What "open data" means—and what it doesn’t

No readers like this yet.
open source button on keyboard

Opensource.com

Last week, an article in the Wall Street Journal talked about the Open Data Partnership, which “will allow consumers to edit the interests, demographics and other profile information collected about them. It also will allow people to choose to not be tracked at all.” The article goes on to discuss data mining and privacy issues, which are hot topics in today’s digital world, where we all wonder just how much of our personal data is out there and how it’s being used. These are valid concerns being talked about in other, more appropriate fora. I, however, would like to address my personal pet peeve about the dilution of the term open data.

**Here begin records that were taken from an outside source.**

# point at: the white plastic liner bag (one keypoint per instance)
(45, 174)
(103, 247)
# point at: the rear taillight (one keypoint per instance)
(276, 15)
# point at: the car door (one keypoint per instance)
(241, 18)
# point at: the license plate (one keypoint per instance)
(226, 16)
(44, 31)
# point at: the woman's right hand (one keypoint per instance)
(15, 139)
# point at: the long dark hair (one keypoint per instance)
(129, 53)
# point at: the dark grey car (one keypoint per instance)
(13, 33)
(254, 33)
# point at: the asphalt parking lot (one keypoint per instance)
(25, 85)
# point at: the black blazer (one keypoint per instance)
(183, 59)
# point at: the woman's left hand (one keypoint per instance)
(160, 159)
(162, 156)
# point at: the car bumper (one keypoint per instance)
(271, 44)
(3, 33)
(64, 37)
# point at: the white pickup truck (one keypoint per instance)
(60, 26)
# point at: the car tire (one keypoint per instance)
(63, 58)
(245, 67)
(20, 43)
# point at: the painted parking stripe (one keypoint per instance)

The Open Knowledge Definition says it this way, “A piece of content or data is open if you are free to use, reuse, and redistribute it — subject only, at most, to the requirement to attribute and share-alike.” Generally, this means that the data should be released in a format that is free of royalties and other IP restrictions. The problem is that an increasing number of people are using the term open data to mean publicly available data.

In the article, the CEO of the startup directing the Open Data Initiative says the goal is to “be more transparent and give consumers more control” of the data that is collected and shared. Providing a mechanism in which consumers can decide what information can be made available to advertisers is a laudable goal. However, this “open data” initiative focuses on what data is made available, when open data is really about how data is made available. This definitional shift is a problem, particularly for governments that are implementing data policies.

Simply put, all open data is publicly available. But not all publicly available data is open.

Open data does not mean that a government or other entity releases all of its data to the public. It would be unconscionable for the government to give out all of your private, personal data to anyone who asks for it. Rather, open data means that whatever data is released is done so in a specific way to allow the public to access it without having to pay fees or be unfairly restricted in its use.

In a previous article, I wrote about how the Massachusetts Bay Transit Authority (MBTA) opened up their transit data to software developers. Within 2 months, six new trip planning applications for bus and train riders had been built at no cost to the MBTA. That’s the power of open data. It was data produced by the government which was released to the public in an open format (GTFS) for free, under a license that allowed for use and redistribution.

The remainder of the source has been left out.